N× cost growth is not tracked against quality improvement. The firm adds a fourth specialist generator to improve coverage, observing a 2-point acceptance rate lift - but the marginal compute cost of the fourth generator exceeds the value of 2 additional accepted NDAs per month. The pattern is running at a loss per draft but no one has measured it. Fix: track cost-per-quality-point as a live operational metric. Each additional generator must clear a cost-benefit threshold before being added to the pool.
The Judge selects a different winning draft on identical inputs across runs due to non-deterministic scoring (temperature > 0). On re-run, the IP specialist wins; on the original run, the commercial specialist won. The winning draft accepted by the partner cannot be reproduced from the same brief. Fix: run the Judge at temperature 0 for production scoring. If scoring is inherently subjective and non-deterministic, implement a majority-vote Judge (run Judge N times, select the most frequently chosen winner).
| Variant | Modification | When to use |
|---|---|---|
| Knockout Tournament | 8 generators produce candidates; 4 judges pair-compare to yield 4 finalists; 2 judges yield 2; final judge selects winner | Large candidate pools where scoring all N against each other is cost-prohibitive; pairwise comparison is cheaper than absolute scoring |
| Diverse Sampling | Same model runs N times with different temperatures or system prompts rather than different specialist models | No specialist models available; diversity is achieved through stochastic variation rather than architectural specialization |
| Best-of-N with Threshold | Judge runs after each generator; if any candidate exceeds the quality threshold, stop and skip remaining generators | Early stopping is acceptable; first-qualifying candidate is sufficient; reduces expected compute cost when quality threshold is reachable early |
| Pattern | Relationship |
|---|---|
| 10.15 Evaluator-Optimizer | Iterative improvement vs competitive selection - Evaluator-Optimizer refines one candidate through critique cycles; Competitive Evaluation selects the best from N independent attempts |
| 20.23 Orchestrator-Workers | The Orchestrator dispatches workers to independent tasks; in Competitive Evaluation the Judge is a specialized Orchestrator whose only task is selection among parallel outputs |
| 20.25 Consensus | Agreement required vs winner selection - Consensus accepts output when M validators agree on it; Competitive Evaluation selects the best candidate regardless of inter-generator agreement |
The Judge's rubric is the organizational IP. Generators are commodity compute - replaceable with any model that produces the right output format. The rubric encodes the firm's quality standards: what constitutes an acceptable NDA, what clauses are non-negotiable, what weightings reflect client risk tolerance. This rubric is built from years of partner review decisions and is not transferable to a competitor without the underlying case history.

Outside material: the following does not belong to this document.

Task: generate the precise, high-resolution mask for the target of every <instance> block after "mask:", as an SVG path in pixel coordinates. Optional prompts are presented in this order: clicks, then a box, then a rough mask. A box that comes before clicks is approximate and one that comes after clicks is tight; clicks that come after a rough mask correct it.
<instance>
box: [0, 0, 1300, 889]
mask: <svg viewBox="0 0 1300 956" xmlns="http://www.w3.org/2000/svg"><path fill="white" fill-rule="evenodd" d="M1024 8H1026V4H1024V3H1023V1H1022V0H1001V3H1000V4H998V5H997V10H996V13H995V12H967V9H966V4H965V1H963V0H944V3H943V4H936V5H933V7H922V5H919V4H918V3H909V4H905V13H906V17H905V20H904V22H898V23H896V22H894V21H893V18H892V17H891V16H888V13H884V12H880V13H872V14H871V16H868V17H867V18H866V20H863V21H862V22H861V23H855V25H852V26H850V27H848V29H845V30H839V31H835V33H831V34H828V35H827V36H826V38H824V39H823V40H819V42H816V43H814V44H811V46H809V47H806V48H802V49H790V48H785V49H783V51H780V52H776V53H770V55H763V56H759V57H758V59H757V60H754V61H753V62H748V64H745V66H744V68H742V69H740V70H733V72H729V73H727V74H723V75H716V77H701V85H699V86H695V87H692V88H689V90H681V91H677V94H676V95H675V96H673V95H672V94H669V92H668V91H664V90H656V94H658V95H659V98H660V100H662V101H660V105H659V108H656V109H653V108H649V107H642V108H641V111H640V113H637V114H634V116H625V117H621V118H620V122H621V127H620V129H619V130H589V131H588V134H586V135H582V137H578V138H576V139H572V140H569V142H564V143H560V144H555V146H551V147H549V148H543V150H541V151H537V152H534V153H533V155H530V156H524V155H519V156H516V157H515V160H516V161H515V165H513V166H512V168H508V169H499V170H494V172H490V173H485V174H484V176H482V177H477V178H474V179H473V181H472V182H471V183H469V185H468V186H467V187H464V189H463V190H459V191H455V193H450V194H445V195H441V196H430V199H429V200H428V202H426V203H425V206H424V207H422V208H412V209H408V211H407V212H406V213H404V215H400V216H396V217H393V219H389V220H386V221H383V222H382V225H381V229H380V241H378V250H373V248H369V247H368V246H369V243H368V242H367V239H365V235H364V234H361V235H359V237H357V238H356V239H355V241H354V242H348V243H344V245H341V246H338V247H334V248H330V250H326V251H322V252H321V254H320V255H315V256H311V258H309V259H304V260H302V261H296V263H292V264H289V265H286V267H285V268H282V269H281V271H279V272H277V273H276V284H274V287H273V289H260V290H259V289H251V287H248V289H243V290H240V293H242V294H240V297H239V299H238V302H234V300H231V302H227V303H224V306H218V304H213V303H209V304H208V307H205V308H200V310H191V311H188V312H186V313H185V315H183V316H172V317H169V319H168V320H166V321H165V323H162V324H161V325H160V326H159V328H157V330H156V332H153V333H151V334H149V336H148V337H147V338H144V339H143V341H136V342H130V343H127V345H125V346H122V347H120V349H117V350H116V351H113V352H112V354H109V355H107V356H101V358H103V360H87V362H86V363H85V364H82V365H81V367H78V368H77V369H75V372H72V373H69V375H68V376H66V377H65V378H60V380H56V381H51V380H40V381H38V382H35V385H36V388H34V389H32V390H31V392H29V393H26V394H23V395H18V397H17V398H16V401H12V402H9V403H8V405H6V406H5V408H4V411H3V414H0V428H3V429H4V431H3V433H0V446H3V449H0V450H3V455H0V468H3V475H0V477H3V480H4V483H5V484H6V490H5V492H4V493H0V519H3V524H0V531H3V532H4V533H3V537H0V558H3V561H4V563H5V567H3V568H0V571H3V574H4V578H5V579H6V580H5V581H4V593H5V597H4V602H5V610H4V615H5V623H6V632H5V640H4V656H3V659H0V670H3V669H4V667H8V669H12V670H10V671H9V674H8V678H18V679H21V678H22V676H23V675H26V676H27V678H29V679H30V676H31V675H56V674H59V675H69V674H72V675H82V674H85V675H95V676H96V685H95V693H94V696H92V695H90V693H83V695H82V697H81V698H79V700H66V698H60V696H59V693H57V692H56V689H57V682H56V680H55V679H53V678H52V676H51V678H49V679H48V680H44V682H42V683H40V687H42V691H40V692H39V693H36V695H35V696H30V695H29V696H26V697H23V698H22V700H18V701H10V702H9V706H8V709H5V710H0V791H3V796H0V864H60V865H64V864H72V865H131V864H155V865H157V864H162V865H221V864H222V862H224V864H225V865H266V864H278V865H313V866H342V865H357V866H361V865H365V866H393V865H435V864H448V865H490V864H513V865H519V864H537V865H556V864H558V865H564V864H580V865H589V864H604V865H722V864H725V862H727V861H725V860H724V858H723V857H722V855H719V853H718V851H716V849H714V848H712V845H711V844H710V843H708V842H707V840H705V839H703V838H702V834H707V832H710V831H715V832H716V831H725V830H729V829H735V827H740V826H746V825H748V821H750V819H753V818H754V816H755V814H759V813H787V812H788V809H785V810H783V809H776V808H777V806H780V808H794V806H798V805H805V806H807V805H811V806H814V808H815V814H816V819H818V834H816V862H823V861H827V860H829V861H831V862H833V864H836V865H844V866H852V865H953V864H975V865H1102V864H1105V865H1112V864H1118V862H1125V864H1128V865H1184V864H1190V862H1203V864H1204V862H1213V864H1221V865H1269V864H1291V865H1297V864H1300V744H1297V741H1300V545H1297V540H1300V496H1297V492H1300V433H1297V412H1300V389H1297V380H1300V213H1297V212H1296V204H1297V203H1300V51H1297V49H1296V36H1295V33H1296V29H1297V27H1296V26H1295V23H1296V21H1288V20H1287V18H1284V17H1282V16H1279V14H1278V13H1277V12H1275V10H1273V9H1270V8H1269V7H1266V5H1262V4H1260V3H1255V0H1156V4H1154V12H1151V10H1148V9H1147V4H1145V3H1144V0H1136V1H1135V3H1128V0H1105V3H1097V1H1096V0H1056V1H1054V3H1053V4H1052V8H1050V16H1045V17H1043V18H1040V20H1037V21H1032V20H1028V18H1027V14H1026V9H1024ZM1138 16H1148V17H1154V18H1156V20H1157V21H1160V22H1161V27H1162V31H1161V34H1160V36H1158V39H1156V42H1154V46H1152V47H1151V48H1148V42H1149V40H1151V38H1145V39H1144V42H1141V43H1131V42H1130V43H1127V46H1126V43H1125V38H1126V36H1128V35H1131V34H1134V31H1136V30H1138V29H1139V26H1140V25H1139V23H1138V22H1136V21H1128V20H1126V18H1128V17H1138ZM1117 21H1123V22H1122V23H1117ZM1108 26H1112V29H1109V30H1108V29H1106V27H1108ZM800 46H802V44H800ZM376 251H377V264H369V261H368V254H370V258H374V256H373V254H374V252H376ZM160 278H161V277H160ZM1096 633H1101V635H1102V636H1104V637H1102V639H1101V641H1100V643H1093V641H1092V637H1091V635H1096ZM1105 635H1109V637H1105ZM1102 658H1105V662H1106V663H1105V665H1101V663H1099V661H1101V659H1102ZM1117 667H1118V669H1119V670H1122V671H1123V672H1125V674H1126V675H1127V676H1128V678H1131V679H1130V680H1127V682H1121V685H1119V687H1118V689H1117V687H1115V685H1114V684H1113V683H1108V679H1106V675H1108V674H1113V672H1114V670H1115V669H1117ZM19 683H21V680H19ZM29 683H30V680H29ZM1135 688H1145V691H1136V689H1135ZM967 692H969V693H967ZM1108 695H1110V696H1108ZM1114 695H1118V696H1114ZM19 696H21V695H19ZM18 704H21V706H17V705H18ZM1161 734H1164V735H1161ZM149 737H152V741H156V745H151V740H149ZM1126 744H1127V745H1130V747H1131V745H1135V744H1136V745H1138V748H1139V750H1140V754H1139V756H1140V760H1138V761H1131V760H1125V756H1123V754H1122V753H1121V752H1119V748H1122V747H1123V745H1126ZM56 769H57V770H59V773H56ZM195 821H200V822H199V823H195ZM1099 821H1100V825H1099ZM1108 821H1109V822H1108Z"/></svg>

Acquirers should evaluate the rubric quality, not the generator quality. A firm running Competitive Evaluation with a weak rubric is paying 3× compute for random selection. A firm with a well-grounded rubric is paying 3× compute for a measurable quality lift with an auditable decision mechanism.
Red flag: a competitive evaluation system with no rubric versioning history cannot demonstrate that quality improvements over time are attributable to rubric refinement vs. model upgrades vs. base rate changes in incoming work. Without separating these signals, quality attribution is impossible and the system's improvement trajectory cannot be priced.